小松菜奈主演、『ムーンライト・シャドウ』ティザービジュアル&特報解禁

 女優・小松菜奈の初単独主演映画『ムーンライト・シャドウ』(9月公開)のティザービジュアル、特報が解禁された。同時に、小松演じる主人公・さつきの恋人・等役を宮沢氷魚が演じていることが明らかになった。



【動画】映画『ムーンライト・シャドウ』特報



 秋らしい背景の中で差し込む陽の光がきらめくティザービジュアルで、小松が見せる表情は、穏やかでどこか朗らかさを感じさせる。本作の原作者・吉本ばななの描く作品のように触れた者をスッと引き込み、力強ささえ感じるものとなっている。「この恋に名前をつけて、そっと胸にしまってある。」というキャッチコピーも魅力的だ。



 本作は、1989年(昭和64年/平成元年)に刊行され、社会現象ともいえる大ヒットとなった「キッチン」(新潮社)に収録されている短編小説が原作。突然訪れた恋人の死をなかなか受け入れることができない、主人公の一人称の視点で描かれる、「さよなら」と「はじまり」のラブストーリー。



 30秒の特報映像は、原作者・吉本ばななの「今の時代に映画になるべくしてなった作品だと思います。」というコメントで幕を開ける。そして、静かに聞こえる“鈴”の音。“鈴”は、原作に描かれている、さつきと恋人の等をつなぐキーアイテム。「鈴の音が耳を離れないんです。」と、さつき役の小松のナレーションが続く。この映像からも、メガホンを取ったエドモンド・ヨウ監督の原作への尊敬と愛情を感じることができる。

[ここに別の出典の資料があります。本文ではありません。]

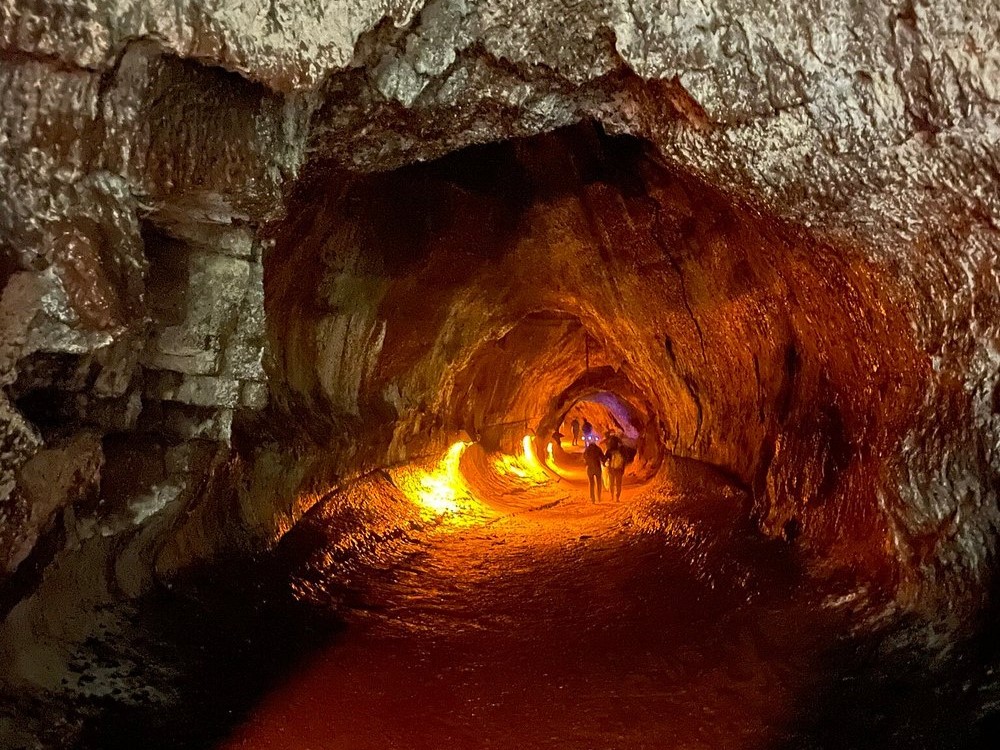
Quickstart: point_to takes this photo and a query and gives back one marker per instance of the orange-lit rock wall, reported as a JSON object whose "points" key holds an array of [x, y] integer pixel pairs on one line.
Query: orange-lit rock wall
{"points": [[798, 271]]}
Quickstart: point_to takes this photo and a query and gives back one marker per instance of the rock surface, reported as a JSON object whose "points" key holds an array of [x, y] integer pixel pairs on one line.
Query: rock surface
{"points": [[843, 156]]}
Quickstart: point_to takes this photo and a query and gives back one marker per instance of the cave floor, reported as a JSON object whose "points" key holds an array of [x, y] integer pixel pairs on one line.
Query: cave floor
{"points": [[567, 627], [665, 621]]}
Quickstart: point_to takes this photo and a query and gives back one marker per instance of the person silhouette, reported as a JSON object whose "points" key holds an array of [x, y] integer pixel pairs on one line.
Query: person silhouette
{"points": [[616, 460], [593, 456]]}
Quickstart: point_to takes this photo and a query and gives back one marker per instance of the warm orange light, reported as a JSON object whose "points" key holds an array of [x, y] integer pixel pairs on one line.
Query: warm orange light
{"points": [[550, 462], [442, 491], [524, 467]]}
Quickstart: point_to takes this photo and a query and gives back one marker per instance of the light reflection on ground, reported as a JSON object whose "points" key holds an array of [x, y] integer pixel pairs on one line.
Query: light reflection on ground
{"points": [[660, 622]]}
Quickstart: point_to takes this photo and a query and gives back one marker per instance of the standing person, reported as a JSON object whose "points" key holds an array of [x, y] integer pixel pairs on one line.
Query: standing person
{"points": [[594, 457], [616, 460]]}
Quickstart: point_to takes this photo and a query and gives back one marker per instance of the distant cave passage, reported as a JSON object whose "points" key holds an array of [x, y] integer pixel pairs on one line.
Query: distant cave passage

 どこか神秘的な映像とともに流れていく、さつきと等の笑顔あふれる幸せそうな時間は、恋人同士の何気ない日常の瞬間を切り取り、柔らかくあたたかい雰囲気に包まれる。そして「もっと一緒にいたかったな」というさつきのナレーションと、クローズアップされる名残り惜しそうに離れる二人の手が、先々訪れる恋人・等との別れを予感させるものとなっている。小松演じる主人公・さつきは、愛する人を失ったその深い悲しみや喪失感をいかにして乗り越えていくのか。



 全てを包み込むような優しさを持つ一方、ふといつのまにか、その場からいなくなってしまうような儚さがどこか漂うさつきの恋人・等を演じた宮沢は「等と近しいものがあると感じた」とも語っており、その爽やかなルックスと圧倒的な透明感で、この難しい役どころを見事に演じ切っている。